You need the editor before any of this makes sense.
- Rune Interface - download and run it
- Documentation - guides, API reference, node stuff
Grab the Windows build from itch, unzip it, point it at a cache and flows folder when it asks. Then come back here.
C or C++ (the examples use C++17). CMake 3.15 or newer. A compiler, whatever you got. MSVC, GCC, Clang, all fine. And RUNE installed, or runecli if youre doing headless stuff.
Clone this repo. Cd into it. Build the math plugin:
cd examples/math_plugin
mkdir build
cd build
cmake ..
cmake --build .
You should get a math_plugin.dll (or .so on Linux, .dylib on Mac) in the dist folder. Copy that whole dist folder into wherever RUNE keeps its plugins. Launch RUNE and your Add, Multiply, Divide, Power nodes should be there under Math.
Easiest way to make your first plugin: copy the whole math_plugin folder, rename it to whatever. Change the plugin.json id and name. Then change one of the nodes. Like take Add and make it Subtract instead. Rebuild. Drop it in the plugins dir. Done.
Pure data - Numbers and strings flow in and out. No run button, just data. The math plugin is all pure data.
Trigger / Event - Something happens. A timer fires, a button gets clicked. Your node wakes up and does its thing. Check out timer_plugin for this.
Async - The work takes time. Your node says "im not done yet" and finishes later. Delay in timer_plugin is async.
Copy examples/math_plugin to something like my_plugin. Edit plugin.json, change the id to something unique (com.you.myplugin or whatever) and the name. Open the cpp file and add a simple node. A "Double" node: one float in, one float out, multiply by 2. Look at how Add is done and copy that structure. Register it in on_register. Build with cmake. Put the dll and plugin.json in RUNEs plugins directory. Fire up RUNE. Your node should be in the menu.
Oh and make sure the include path points at the SDK. In the math plugin CMakeLists the include is ../../include cause its two levels down from the root. If you put your plugin somewhere else adjust that.

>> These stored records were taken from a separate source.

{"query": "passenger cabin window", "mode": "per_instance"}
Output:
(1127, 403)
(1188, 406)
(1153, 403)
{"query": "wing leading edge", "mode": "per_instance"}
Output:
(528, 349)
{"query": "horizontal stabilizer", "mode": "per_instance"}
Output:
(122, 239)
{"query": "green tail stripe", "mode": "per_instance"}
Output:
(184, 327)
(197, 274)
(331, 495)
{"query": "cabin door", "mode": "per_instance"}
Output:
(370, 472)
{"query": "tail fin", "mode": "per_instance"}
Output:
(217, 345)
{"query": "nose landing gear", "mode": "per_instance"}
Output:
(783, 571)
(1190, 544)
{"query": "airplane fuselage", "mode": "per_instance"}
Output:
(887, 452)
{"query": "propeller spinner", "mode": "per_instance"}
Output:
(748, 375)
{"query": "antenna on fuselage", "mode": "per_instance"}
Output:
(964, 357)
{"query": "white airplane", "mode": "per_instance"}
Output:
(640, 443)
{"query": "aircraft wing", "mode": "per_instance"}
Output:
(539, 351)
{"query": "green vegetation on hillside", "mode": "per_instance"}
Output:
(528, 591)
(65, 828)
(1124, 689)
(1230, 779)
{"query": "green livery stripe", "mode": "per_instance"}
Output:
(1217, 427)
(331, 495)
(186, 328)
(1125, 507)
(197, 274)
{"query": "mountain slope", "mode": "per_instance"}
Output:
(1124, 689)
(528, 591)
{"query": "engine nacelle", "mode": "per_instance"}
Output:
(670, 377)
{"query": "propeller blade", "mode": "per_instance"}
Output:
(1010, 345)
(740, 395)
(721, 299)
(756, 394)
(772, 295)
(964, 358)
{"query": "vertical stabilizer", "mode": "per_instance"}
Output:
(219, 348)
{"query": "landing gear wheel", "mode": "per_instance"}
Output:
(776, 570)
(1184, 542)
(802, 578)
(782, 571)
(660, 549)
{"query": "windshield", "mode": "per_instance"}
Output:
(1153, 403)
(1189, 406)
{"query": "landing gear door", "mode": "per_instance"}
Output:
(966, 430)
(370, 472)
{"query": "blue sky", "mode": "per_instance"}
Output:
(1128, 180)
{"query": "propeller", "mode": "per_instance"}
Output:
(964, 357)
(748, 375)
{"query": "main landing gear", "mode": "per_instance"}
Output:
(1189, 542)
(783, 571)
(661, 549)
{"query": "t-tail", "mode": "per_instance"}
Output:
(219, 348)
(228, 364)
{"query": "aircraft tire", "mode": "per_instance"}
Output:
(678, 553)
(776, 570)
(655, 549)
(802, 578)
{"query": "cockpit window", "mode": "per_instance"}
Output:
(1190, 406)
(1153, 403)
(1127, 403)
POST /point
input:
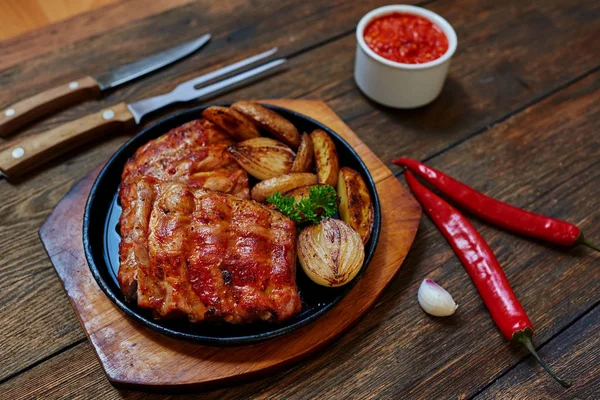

Dumb stuff: a Hello World node that spits out a fixed string. A Random Compliment node. Something pointless. Seriously.
Advanced stuff: a node that reads a file and parses JSON. One that hits an HTTP API. A timer that fires every N seconds (timer_plugin already does this, rip it apart and change it). The config_plugin shows you how to do settings and menus. env_plugin does environment variables. Look at those when you want to go deeper.
math_plugin- pure data, Add Multiply Divide Powertimer_plugin- Timer Event and Delay, events and asyncconfig_plugin- settings, menus, JSON/CSV/INI parsingenv_plugin- env vars, app settings
rune_plugin_sdk/
include/ - rune_plugin.h, plugin_api.h
examples/ - four example plugins
CMakeLists.txt
Headers are in include. Examples are in examples. Each example has its own CMakeLists and plugin.json.
Break things. Ask questions. The examples are there to copy and twist. If something doesnt work, check the docs. If the docs dont help, thats fine too. Try a node that does something pointless. Thats how you learn.